La nueva reglamentación sobre el rotulado de la miel es un paso importante para diferenciar la miel pura de otros productos azucarados, protegiendo a los consumidores y a la cadena apícola argentina. En cuanto a las harinas, el CAA establece la base para entender la harina de trigo y la amplia variedad de otras harinas disponibles.
Ante la diversidad de opciones en el mercado de harinas, desde las refinadas y enriquecidas por ley hasta las integrales y las provenientes de legumbres o frutos, la recomendación general es priorizar el consumo de harinas integrales por su mayor aporte de fibra y nutrientes. Alternar el uso de diferentes tipos de harinas puede enriquecer nuestra dieta con distintos perfiles nutricionales, siempre moderando las cantidades, ya que todas son fuentes concentradas de energía. Y para aquellos que necesitan evitar el gluten, es vital seguir las indicaciones médicas y buscar productos certificados SIN TACC para garantizar una dieta segura.

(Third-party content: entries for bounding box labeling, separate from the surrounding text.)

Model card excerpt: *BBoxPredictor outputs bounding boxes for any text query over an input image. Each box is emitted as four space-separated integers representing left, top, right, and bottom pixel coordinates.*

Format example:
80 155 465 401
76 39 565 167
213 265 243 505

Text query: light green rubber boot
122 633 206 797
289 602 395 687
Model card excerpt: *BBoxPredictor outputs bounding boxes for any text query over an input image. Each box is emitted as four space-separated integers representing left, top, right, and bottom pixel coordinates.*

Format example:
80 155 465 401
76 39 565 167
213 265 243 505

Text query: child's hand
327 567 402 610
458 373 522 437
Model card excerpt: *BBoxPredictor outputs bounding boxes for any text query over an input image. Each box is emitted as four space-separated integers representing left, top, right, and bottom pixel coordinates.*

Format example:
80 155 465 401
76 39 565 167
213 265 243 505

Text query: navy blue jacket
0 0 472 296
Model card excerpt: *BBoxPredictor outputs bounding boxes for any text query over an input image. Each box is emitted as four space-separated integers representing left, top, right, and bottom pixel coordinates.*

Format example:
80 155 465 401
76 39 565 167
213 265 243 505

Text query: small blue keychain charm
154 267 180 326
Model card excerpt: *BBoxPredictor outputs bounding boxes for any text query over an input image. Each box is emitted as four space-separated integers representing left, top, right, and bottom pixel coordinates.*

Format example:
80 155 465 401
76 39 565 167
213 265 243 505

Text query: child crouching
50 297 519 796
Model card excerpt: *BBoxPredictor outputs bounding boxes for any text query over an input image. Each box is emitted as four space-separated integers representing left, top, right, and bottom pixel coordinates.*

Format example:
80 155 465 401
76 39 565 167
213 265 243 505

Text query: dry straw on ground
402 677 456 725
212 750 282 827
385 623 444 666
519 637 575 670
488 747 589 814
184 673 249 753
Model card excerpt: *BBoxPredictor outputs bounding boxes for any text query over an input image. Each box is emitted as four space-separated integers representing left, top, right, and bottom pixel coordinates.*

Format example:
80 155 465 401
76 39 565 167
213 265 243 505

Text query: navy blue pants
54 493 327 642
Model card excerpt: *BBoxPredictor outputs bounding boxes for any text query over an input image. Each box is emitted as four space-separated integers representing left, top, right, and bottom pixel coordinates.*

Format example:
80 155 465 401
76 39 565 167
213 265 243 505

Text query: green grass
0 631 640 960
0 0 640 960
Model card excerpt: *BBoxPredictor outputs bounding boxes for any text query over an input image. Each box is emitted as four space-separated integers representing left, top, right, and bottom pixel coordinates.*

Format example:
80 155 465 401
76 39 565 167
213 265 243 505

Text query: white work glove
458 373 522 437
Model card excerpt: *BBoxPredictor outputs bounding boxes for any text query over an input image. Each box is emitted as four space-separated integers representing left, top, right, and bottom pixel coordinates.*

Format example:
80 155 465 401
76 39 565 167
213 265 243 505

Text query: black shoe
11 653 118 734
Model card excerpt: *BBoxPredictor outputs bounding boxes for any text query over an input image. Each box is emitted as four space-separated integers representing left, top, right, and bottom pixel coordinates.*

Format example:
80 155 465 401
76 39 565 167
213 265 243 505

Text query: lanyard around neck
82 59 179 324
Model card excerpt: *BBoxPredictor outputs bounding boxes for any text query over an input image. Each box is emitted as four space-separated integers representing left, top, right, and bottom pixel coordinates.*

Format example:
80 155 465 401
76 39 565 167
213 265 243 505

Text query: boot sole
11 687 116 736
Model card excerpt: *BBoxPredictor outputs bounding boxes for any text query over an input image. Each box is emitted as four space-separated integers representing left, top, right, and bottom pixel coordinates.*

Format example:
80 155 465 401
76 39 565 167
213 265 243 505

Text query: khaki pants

Estar informados sobre lo que el CAA establece nos empodera como consumidores y nos ayuda a tomar mejores decisiones para nuestra alimentación y la de nuestras familias.
Preguntas Frecuentes
¿Qué es la miel según el CAA?
Según el Artículo 782 del CAA, la miel es el producto elaborado por las abejas melíferas que no debe contener ninguna sustancia ajena a su composición natural.
¿Qué es la harina según el CAA?
El término "Harina", sin otro calificativo, se refiere según el CAA al producto obtenido de la molienda del endosperma del grano de trigo. Las harinas de otros orígenes (maíz, arroz, legumbres, etc.) deben denominarse especificando la materia prima (ej. "harina de maíz").
¿Qué reglamenta el Artículo 783 tris del CAA?
Este artículo, incorporado recientemente, reglamenta el rotulado de productos azucarados que no son miel pura. Prohíbe el uso de términos como "miel", imágenes de abejas, colmenas, panales, flores o cualquier referencia a la miel en productos que no cumplan con la definición de miel del CAA, con el fin de evitar confusión al consumidor.
¿Por qué se enriquece la harina de trigo en Argentina?
La harina de trigo se enriquece obligatoriamente por ley (Ley 25.630) con Hierro, Ácido Fólico, Tiamina (B1), Riboflavina (B2) y Niacina (B3) para prevenir deficiencias nutricionales en la población, como la anemia, y malformaciones del tubo neural.
¿Las harinas integrales tienen menos calorías que las refinadas?
No. A igual peso, las harinas integrales tienen un valor energético (calorías) muy similar al de las harinas refinadas. Su beneficio principal radica en su mayor contenido de fibra, vitaminas y minerales, y su menor índice glucémico.
¿Una dieta sin gluten es más saludable para todos?
No. La dieta sin gluten (SIN TACC) está médicamente indicada solo para personas con enfermedad celíaca o sensibilidad al gluten. No es inherentemente más saludable para quienes no tienen estas condiciones y puede acarrear riesgos nutricionales y sociales.